4370a425-28d3-42cf-bb92-ba0db7ff422b commented 10 years ago
Python 3.3.3 (default, Dec  8 2013, 14:51:59) 
[GCC 4.8.2] on linux
Type "help", "copyright", "credits" or "license" for more information.
>>> import io
>>> io.TextIOWrapper(open("/dev/tty", "rb+"))
Traceback (most recent call last):
  File "<stdin>", line 1, in <module>
io.UnsupportedOperation: File or stream is not seekable.

Was this also fixed in 3.4?

serhiy-storchaka commented 10 years ago
> >>> import io
> >>> io.TextIOWrapper(open("/dev/tty", "rb+"))
> 
> Traceback (most recent call last):
>   File "<stdin>", line 1, in <module>
> io.UnsupportedOperation: File or stream is not seekable.
buffering=0
4370a425-28d3-42cf-bb92-ba0db7ff422b commented 10 years ago

Oh sorry, my bad. I messed up. :)

Given that that works, though, why can't open() handle opening /dev/tty directly in text mode? Clearly, TextIOWrapper can handle the necessary buffering without the stream having to be seekable.

1762cc99-3127-4a62-9baf-30c3d0f51ef7 commented 10 years ago

New changeset 100f632d4306 by R David Murray in branch '3.3': bpo-18116: backport fix to 3.3 since real-world failure mode demonstrated. http://hg.python.org/cpython/rev/100f632d4306

bitdancer commented 10 years ago

Having buffering doesn't make the stream seekable. So the question is, is the *design* of the IO module that '+' requires a seekable stream the best behavior, or can that constraint be relaxed? You have to keep in mind that the IO module is a bunch of building blocks, which are plugged together automatically for the most common scenarios. The goal is a portable, consistent IO system, not one that completely mimics unix/C IO primitives.

pitrou commented 10 years ago

Having buffering doesn't make the stream seekable.

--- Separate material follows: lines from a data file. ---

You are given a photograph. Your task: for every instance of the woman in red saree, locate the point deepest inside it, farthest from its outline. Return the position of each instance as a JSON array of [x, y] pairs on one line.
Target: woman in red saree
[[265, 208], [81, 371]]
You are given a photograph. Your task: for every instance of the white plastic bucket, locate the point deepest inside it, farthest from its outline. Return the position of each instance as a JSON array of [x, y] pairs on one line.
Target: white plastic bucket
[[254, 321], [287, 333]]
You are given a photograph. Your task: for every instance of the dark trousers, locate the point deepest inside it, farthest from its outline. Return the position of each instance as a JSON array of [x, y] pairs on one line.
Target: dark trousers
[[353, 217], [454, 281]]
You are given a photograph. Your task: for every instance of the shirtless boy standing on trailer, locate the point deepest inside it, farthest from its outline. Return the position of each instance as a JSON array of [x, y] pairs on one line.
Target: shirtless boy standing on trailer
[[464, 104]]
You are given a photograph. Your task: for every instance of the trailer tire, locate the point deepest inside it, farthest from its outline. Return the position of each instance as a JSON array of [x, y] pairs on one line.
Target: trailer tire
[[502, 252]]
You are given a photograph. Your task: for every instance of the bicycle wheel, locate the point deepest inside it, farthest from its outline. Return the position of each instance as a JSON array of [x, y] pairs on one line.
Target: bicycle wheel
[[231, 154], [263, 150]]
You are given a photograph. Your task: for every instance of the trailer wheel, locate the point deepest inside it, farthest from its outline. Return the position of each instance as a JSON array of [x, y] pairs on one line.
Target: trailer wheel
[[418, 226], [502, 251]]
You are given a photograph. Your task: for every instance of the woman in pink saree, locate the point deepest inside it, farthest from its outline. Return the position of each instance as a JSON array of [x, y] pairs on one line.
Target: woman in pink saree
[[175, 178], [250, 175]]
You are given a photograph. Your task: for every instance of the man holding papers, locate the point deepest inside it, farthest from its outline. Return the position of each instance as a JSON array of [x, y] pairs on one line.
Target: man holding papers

So the question is, is the *design* of the IO module that '+' requires a seekable stream the best behavior, or can that constraint be relaxed?

A non-seekable read/write stream doesn't really make sense (think about it). What you may be thinking about, instead, is a pair of non-seekable streams, one readable and one writable. There is BufferedRWPair for that: http://docs.python.org/dev/library/io.html#io.BufferedRWPair

(granted, BufferedRWPair isn't wired in open(), so you have to do all the wrapping yourself)

4370a425-28d3-42cf-bb92-ba0db7ff422b commented 10 years ago

So the question is, is the *design* of the IO module that '+' requires a seekable stream the best behavior, or can that constraint be relaxed?

What purpose does that constraint serve? Is there any reason it shouldn't be relaxed?

It seems to work quite well without it in Python 2.

bitdancer commented 10 years ago

Antoine already answered that question: it does not make sense to have a single stream that is open for *update* if it is not seekable. The fact C conflates "update" with "both read and write" can be seen as a design bug in C :)

The remaining question might be: is there a sensible way (that fits with the design of the IO system) to hook BufferedRWPair up to open?

vadmium commented 8 years ago

Currently, the documentation for TextIOWrapper says it is “a buffered text stream over a BufferedIOBase binary stream.” If passing a RawIOBase (buffering=0) file works, that seems like an undocumented accident. This is also explicitly disallowed with open(). “Pass 0 to switch buffering off (only allowed in binary mode)”:

>>> open("/dev/tty", "r+t", buffering=0)
ValueError: can't have unbuffered text I/O

One benefit of requiring "r+b" mode to be seekable is that if you open a pipe for random access, it reports the error immediately, rather than after you have half written your data and then try to seek(). But I admit this difference between buffered=0 mode and random-access mode is obscure.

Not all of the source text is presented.